"I never thought the people in the next flat were lacking in squareness," observed Ralph, steadying Penny who lurched wildly as the train started. "Hold me around the knee, Pfennig; there's no use tumbling about until you've grown tall enough to reach the strap!"
"You know you might see little Serena Jones-Dexter," said Happie suddenly. She had evidently been following her own line of thought from a remark of Ralph's which had long been left behind in the course of the talk.
"Easy to see through you, Happie!" said Ralph. "You've been carrying on the story through several chapters, and you haven't decided whether you will let me—the hero—dash into the burning Jones-Dexter mansion and bear out the flower-like darling through the flames, or whether you'll inveigle me on the steam-boat from which Serena is to tumble overboard for me to rescue, or whether you will just get me down to the tea room when the old lady is expected, take me by my lily white hand and lead me up to that great aunt of mine—say, she is a great old aunt, isn't she?—and say: 'Mrs. Jones-Dexter, look on your long-lost, your beautiful boy!' That's the best way, Happie. None know me but to love me, you know, so it's all that's necessary, and it will save the wear and tear on little Serena."
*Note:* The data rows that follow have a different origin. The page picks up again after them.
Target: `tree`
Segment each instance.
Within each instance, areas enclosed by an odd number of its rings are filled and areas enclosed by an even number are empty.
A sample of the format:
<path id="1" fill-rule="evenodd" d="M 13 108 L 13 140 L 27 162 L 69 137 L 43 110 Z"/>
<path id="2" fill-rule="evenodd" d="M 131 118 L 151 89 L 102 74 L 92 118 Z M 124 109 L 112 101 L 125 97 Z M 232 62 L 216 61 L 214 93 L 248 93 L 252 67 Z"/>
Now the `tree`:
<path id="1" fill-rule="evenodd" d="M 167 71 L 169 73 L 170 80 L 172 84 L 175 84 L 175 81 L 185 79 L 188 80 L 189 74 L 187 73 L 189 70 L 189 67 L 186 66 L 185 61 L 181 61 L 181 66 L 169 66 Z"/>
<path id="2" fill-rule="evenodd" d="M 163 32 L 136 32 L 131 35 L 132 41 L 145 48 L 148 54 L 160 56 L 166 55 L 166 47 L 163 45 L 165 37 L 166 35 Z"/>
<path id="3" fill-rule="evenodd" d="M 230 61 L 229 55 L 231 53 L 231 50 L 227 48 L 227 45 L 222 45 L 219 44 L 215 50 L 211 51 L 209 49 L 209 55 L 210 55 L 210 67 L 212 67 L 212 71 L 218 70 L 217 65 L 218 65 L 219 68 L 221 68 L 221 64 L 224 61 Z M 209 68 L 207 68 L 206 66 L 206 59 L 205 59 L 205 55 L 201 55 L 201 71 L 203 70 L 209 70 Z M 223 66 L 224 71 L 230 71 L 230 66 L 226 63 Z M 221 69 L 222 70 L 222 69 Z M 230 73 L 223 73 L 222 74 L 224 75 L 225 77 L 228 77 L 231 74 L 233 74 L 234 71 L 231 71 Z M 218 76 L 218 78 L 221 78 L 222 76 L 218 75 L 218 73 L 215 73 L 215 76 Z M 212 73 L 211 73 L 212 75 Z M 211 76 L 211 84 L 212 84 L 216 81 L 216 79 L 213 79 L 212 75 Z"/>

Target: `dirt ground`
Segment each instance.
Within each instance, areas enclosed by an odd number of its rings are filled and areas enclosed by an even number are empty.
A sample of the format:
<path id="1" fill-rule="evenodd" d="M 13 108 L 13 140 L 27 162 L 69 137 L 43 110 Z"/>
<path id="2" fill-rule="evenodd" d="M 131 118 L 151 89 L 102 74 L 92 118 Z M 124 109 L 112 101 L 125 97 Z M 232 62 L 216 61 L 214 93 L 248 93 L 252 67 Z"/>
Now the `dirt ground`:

"Ralph, you perfect goose!" exclaimed Happie, half laughing, half teased. For though she had not been entertaining such melodramatic schemes as Ralph attributed to her, she had been plotting how to work good to all concerned by bringing together Mrs. Jones-Dexter and her niece's family.
"I think the tea room is wonderful," said Gretta suddenly. "It is so interesting, as well as bringing in so much money. We had such music to-day, Ralph! You haven't told Ralph about that queer man and how he played."
"Hans Lieder," said Happie. "No, but we never could tell any one how he played! Ralph, it was wonderful. He is a man in a cloak and sombrero and he comes so much that we wish—or we did wish—he wouldn't. We were half afraid of him; we called him the Mystery, and we thought he looked like Mephistopheles. But to-day I talked to him a little while, and I thought he looked sad. He has always seemed interested in Laura's playing, and to-day he played for us. Ralph, you don't know how he plays! He's a great musician. I wish you could hear him."
Laura looked at Ralph very seriously. "I am going to write a song for him, words and all. It is going to be very beautiful,—sad, maybe, but beautiful," she said. "I am going to show how he came cloaked and shadowy, like the dawn, and how he burst forth, like the morning, with all the beauty, the music of the world. It will probably be my best song, for I would do anything to pay him for the way he played. I'm not afraid of him, like the girls, because I'm a musician too. Musicians and poets are never understood."
Laura looked at Ralph with a seriously uplifted expression on her pale little face, and Ralph looked down on her perplexed. She was such a funny contrast to the crowded aisle, the jarring car, even to her own thirteen years. Ralph never could manage to like Laura, nor be patient with her. He rightly thought that she shirked her share of the family burdens, yet, like Happie, who understood her better, he was sometimes impressed with the queer child's cleverness shining out through her conceit.
"Well, I think I'd go slow on writing songs to mysterious musicians in dramatic cloaks," Ralph advised Laura now. "What did you say the man's name was?"